Image credit: Fermilab.
The collaboration working to design the Long-Baseline Neutrino Experiment (LBNE) in the US has recently made major decisions about the experimental configuration, while the collaboration itself continues to grow. More than 600 researchers have now signed on to an experimental programme that will reach unprecedented sensitivity and precision for addressing the neutrino-mass hierarchy, CP-violation in neutrino mixing and the mixing angle θ13 – recently measured for the first time by the Daya Bay experiment (Daya Bay experiment measures θ13).
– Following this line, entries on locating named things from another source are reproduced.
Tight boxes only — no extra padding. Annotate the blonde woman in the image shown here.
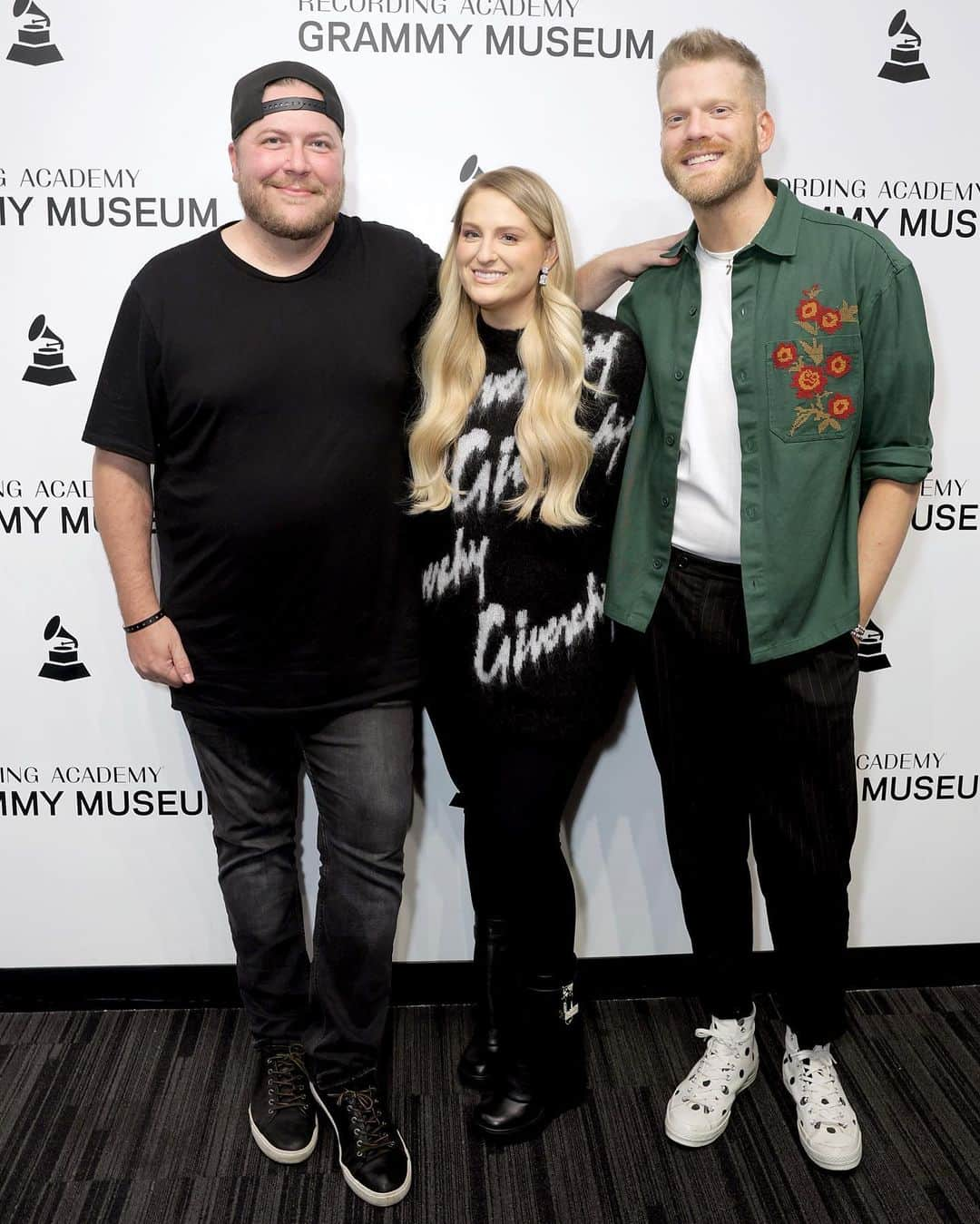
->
[410,166,643,1140]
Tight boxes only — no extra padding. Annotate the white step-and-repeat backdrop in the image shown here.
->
[0,0,980,967]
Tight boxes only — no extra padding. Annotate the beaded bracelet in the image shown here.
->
[122,608,166,632]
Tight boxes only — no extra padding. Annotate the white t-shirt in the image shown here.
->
[671,239,741,564]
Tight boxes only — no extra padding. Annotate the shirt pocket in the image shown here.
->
[765,336,864,442]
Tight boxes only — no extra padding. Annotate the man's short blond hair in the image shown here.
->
[657,29,766,112]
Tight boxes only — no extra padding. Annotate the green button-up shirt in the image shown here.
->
[605,180,932,662]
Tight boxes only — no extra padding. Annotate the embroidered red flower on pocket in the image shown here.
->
[772,285,858,438]
[818,306,844,334]
[827,396,854,421]
[793,366,827,399]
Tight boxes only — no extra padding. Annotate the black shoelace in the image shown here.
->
[266,1045,309,1112]
[330,1084,396,1155]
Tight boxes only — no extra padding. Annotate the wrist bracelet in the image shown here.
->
[122,608,166,632]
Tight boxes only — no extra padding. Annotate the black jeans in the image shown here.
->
[632,550,858,1046]
[429,706,589,975]
[183,701,412,1088]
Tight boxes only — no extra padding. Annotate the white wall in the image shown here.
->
[0,0,980,965]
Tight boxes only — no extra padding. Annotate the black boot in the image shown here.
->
[456,918,513,1088]
[249,1042,319,1164]
[474,974,584,1141]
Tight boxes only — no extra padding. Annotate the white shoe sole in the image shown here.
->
[249,1105,319,1164]
[663,1059,759,1147]
[783,1063,864,1172]
[309,1080,412,1207]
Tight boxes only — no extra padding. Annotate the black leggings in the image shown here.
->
[429,710,589,974]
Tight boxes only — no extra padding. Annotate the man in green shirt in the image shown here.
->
[579,31,932,1169]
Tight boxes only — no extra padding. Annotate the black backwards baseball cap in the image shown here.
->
[231,60,344,141]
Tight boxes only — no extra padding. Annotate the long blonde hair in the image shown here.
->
[408,165,593,527]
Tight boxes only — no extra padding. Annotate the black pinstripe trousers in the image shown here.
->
[630,550,858,1048]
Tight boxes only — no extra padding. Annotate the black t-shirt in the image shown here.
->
[83,217,438,713]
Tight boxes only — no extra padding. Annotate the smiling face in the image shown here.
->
[456,189,558,329]
[660,59,773,208]
[229,81,344,239]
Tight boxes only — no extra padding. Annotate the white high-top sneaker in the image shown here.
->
[664,1007,759,1147]
[783,1028,861,1170]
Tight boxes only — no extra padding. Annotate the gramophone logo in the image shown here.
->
[858,621,892,672]
[878,8,928,84]
[38,616,89,681]
[459,153,484,182]
[21,315,74,387]
[7,0,64,69]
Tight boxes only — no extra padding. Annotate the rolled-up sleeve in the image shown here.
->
[859,263,934,487]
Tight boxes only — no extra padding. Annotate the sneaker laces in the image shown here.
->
[682,1028,751,1106]
[797,1046,854,1133]
[266,1043,309,1112]
[330,1083,396,1151]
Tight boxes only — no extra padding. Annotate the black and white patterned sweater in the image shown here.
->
[415,312,645,740]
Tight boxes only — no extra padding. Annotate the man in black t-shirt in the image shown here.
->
[84,63,438,1206]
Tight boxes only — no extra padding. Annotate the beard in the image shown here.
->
[661,141,762,208]
[239,179,344,240]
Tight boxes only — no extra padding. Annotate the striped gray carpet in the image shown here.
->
[0,986,980,1224]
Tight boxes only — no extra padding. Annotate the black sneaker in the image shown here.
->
[249,1042,319,1164]
[309,1072,412,1207]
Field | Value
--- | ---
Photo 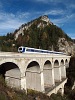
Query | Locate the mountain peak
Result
[40,15,53,24]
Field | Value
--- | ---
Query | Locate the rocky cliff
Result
[1,15,75,55]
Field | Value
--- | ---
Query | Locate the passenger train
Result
[18,46,66,55]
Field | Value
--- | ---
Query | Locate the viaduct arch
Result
[0,54,70,95]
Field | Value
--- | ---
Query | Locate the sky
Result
[0,0,75,39]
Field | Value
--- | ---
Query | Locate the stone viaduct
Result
[0,52,70,95]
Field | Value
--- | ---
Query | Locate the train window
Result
[19,48,22,50]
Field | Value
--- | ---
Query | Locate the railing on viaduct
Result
[0,52,70,95]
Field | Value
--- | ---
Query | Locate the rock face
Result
[14,15,75,55]
[58,38,75,55]
[14,15,53,40]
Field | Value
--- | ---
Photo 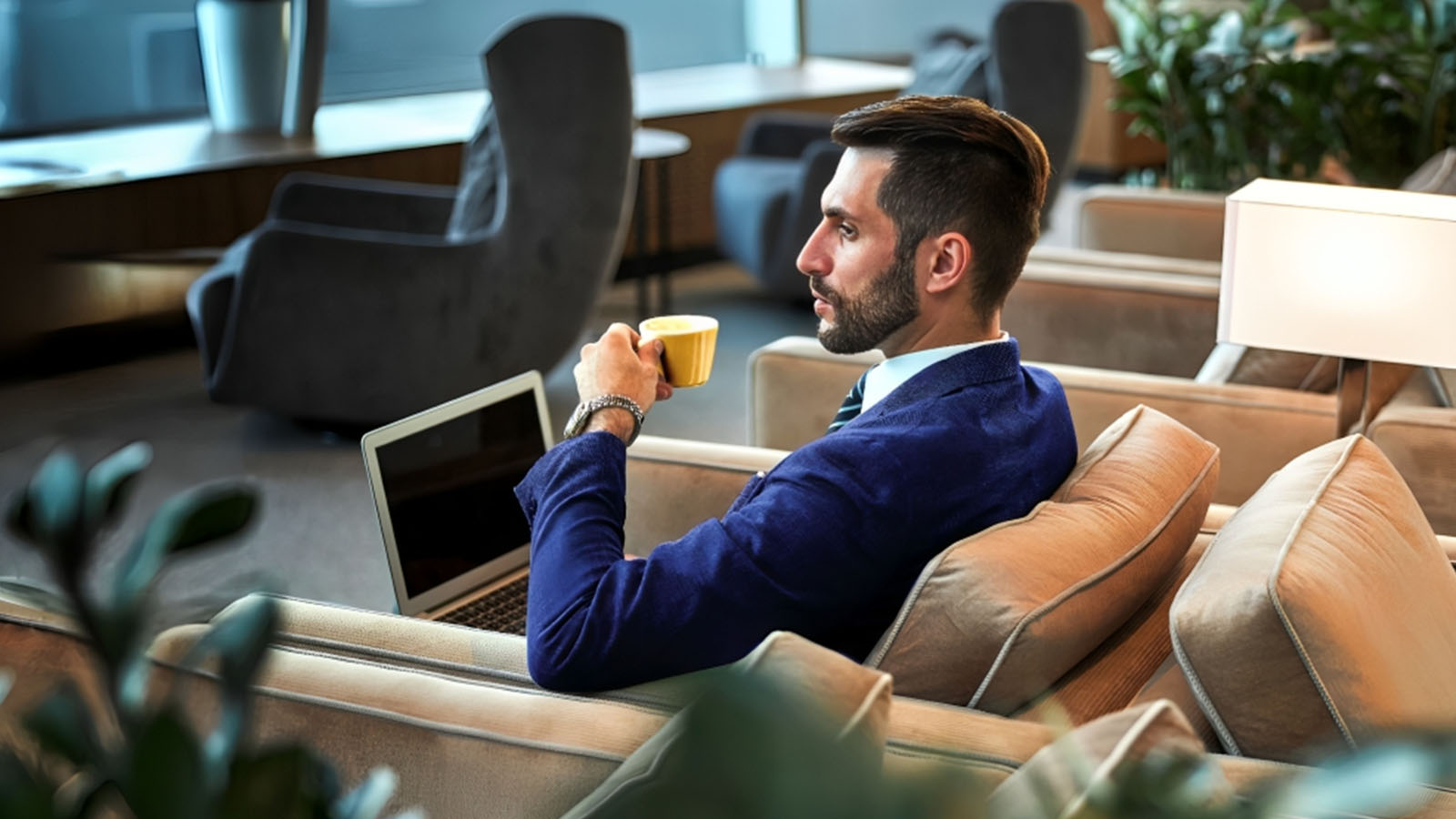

The first in the series of decisions involved the configuration of the neutrino beamline. The accelerator complex at Fermilab would be used to generate neutrinos for LBNE. The chosen configuration would send the beam up a small hill before it heads underground towards the LBNE far detector at the Homestake Mine in South Dakota. This configuration would make construction easier and more cost-effective, as well as protect the aquifer at Fermilab.
The collaboration then reached consensus on the depth of the facilities at the site of the far detector, choosing a depth of 4850 ft (1470 m). This is optimal for not only the LBNE scientific programme but for other experiments such as direct dark-matter and neutrinoless double-beta-decay searches.
The last crucial decision was the selection of the technology for LBNE’s far detector. Liquid-argon and water-Cherenkov technologies had both been studied and were considered viable options, but either choice would require a significant scaling-up of existing technology to meet the needs of LBNE. While its scaling-up challenge is greater, liquid-argon has more potential because of the detailed information provided on each neutrino event. After an extensive process that involved physics studies and analysis of the technical feasibility of various configurations – as well as external reviews organized by the collaboration – the project manager made the final recommendation to base the far detector on liquid-argon.
Many steps remain before LBNE becomes reality, notably a decision by the US Department of Energy to proceed with detailed design and eventual construction of the project.